Das Ziel dieses Buches ist, diese Angst zu bekämpfen und das Tabu einzureißen, das einen Diskurs zur Verteidigung der Familie verhindert.
Dazu muss die Bevölkerung ermutigt werden, sich zu äußern und nicht wegzuschauen, wenn die Scharlatane der heutigen Zeit am Werke sind. Die Wegschauer-Mentalität der Deutschen ist berühmt, wenn Leute wie Sarrazin und Herman (und mit ihnen viele andere) einzustecken haben. Es sind viele selbst ernannte und aus sich selbst tätige Gesinnungspolizisten unterwegs, die einmal eine Herman und ein anderes Mal einen Sarrazin verfolgen. Um diesem Gesinnungspolizistentum entgegenzutreten, sollten Vokabeln wie „ausländerfeindlich, frauenfeindlich, kinderfeindlich“ und dergleichen mehr entlarvt werden, als das, was sie sind, nämlich unangenehme und nebulöse moralische Anwürfe, die keinem anderen Ziel als der Meinungsmache ad personam dienen. Und die Inflation solcher Begriffe zeigt, wie gefährlich solche schnell dahin gesagten Worthülsen sind.
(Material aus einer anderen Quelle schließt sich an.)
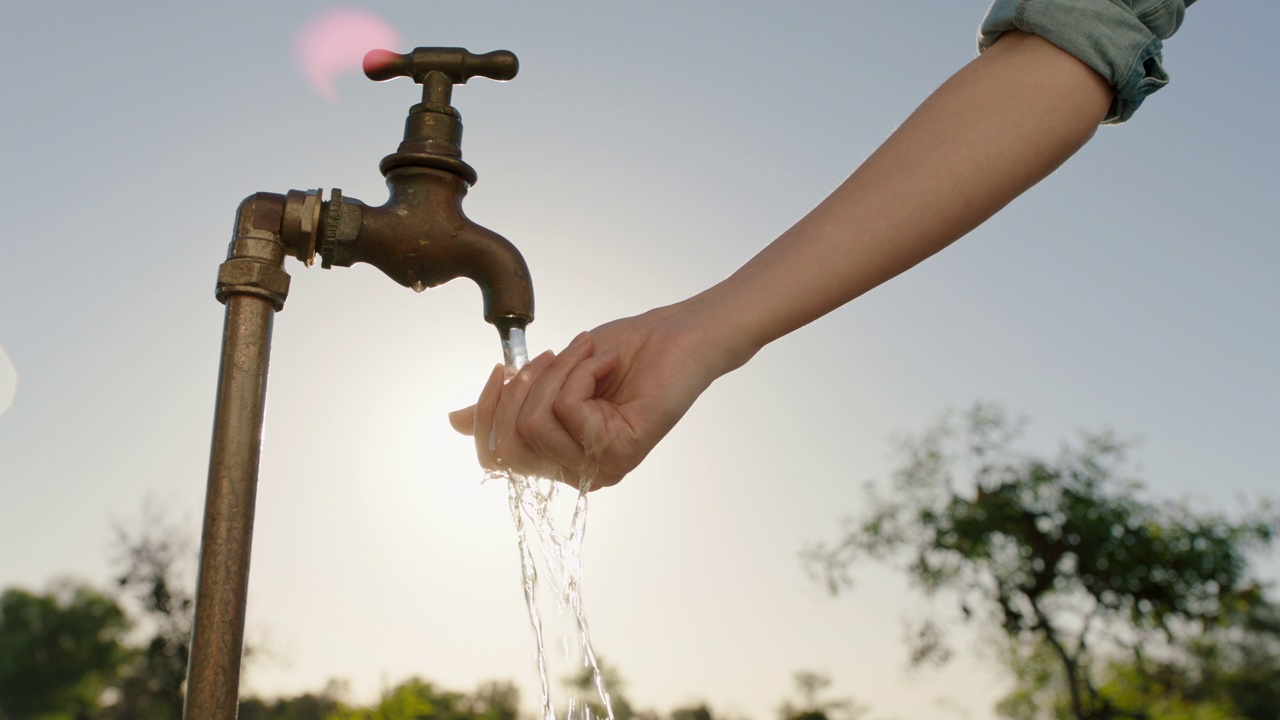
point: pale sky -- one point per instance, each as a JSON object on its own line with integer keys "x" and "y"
{"x": 644, "y": 151}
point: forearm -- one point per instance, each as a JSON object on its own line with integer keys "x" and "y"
{"x": 992, "y": 131}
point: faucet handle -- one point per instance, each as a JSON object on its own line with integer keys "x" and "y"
{"x": 438, "y": 69}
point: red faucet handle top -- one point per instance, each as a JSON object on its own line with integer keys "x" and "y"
{"x": 456, "y": 63}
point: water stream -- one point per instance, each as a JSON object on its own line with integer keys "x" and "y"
{"x": 534, "y": 505}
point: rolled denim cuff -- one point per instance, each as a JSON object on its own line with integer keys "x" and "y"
{"x": 1119, "y": 39}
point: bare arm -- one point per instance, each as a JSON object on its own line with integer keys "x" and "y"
{"x": 992, "y": 131}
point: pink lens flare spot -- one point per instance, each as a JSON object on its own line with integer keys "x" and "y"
{"x": 376, "y": 60}
{"x": 333, "y": 42}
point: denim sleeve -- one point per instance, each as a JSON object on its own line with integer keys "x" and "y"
{"x": 1119, "y": 39}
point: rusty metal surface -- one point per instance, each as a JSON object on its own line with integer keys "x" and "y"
{"x": 252, "y": 285}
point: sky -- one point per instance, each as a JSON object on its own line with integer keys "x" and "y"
{"x": 644, "y": 151}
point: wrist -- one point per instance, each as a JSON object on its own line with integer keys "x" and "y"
{"x": 718, "y": 328}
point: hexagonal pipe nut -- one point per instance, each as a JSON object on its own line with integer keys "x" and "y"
{"x": 243, "y": 276}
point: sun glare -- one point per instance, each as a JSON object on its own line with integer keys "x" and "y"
{"x": 8, "y": 381}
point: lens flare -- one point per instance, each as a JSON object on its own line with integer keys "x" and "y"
{"x": 8, "y": 381}
{"x": 333, "y": 42}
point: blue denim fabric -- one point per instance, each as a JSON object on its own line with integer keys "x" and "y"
{"x": 1119, "y": 39}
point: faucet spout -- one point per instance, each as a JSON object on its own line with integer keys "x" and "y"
{"x": 421, "y": 238}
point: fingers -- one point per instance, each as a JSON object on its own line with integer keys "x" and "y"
{"x": 508, "y": 447}
{"x": 536, "y": 422}
{"x": 464, "y": 420}
{"x": 574, "y": 406}
{"x": 483, "y": 417}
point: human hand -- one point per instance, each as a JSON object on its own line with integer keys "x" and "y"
{"x": 602, "y": 405}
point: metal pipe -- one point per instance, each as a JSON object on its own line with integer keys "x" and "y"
{"x": 252, "y": 285}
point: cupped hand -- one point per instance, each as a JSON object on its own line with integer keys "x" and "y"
{"x": 599, "y": 406}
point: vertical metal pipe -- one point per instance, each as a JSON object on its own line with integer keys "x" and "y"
{"x": 254, "y": 285}
{"x": 218, "y": 638}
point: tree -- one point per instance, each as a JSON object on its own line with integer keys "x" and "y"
{"x": 307, "y": 706}
{"x": 1091, "y": 587}
{"x": 59, "y": 652}
{"x": 154, "y": 575}
{"x": 810, "y": 687}
{"x": 420, "y": 700}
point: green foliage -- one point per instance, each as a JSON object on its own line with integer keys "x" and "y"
{"x": 1068, "y": 561}
{"x": 154, "y": 568}
{"x": 58, "y": 652}
{"x": 810, "y": 688}
{"x": 309, "y": 706}
{"x": 420, "y": 700}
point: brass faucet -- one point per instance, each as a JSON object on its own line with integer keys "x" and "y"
{"x": 419, "y": 237}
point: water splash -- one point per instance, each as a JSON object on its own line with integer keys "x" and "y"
{"x": 533, "y": 504}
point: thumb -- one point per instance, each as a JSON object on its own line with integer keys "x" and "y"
{"x": 464, "y": 420}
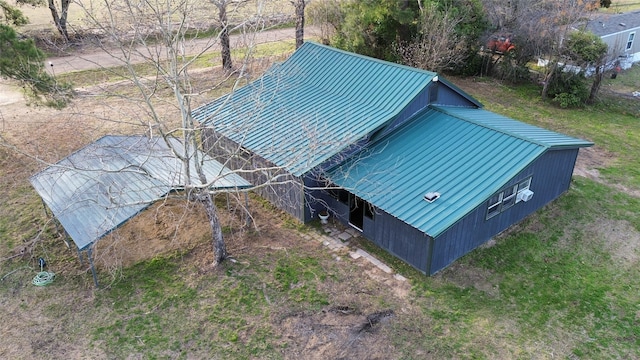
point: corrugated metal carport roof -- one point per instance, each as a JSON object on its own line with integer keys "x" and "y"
{"x": 99, "y": 187}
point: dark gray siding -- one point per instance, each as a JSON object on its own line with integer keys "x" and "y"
{"x": 550, "y": 177}
{"x": 434, "y": 93}
{"x": 282, "y": 189}
{"x": 386, "y": 231}
{"x": 401, "y": 240}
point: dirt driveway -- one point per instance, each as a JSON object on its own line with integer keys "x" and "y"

Dieses Buchprojekt sucht ebenfalls den Diskurs, deshalb war es interessant zu beobachten, wie Thilo Sarrazins Buchvorstellung bundesdeutsche Diskursverhinderer auf den Plan rief. Meinungsfreiheit und öffentlicher Diskurs sind wichtige Pfeiler einer demokratisch verfassten Gesellschaft. Es zeugt von der Verfasstheit der politischen Spitze in Deutschland, wenn ausgerechnet die Bundeskanzlerin Merkel den Rauswurf Sarrazins aus der Bundesbank forderte. Das tat sie natürlich nicht direkt, weil sie ja zumindest den Schein von der Selbstständigkeit der Bundesbank wahren musste. Deshalb drückte sie sich „diplomatisch“ aus, redete davon, dass Thilo Sarrazin „vollkommen inakzeptabel“ sei und überließ der Integrationsbeauftragte der Bundesregierung, Maria Böhmer (CDU) die Klarstellung: „Sarrazin muss weg!“
Thilo Sarrazin betonte bei seiner Buchvorstellung, dass ein Diskurs der von ihm angesprochenen Themen in einer großen Volkspartei geführt werden müsse. SPD-Bundesvorsitzende Sigmar Gabriel hingegen machte postwendend klar, dass in der SPD für einen solchen Diskurs kein Platz sei. Er forderte den Parteiausschluss Sarrazins mit der Begründung, Sarrazin habe sich mit seinen Äußerungen über Ausländer und Migranten „außerhalb der sozialdemokratischen Partei und Wertegemeinschaft begeben“.[4]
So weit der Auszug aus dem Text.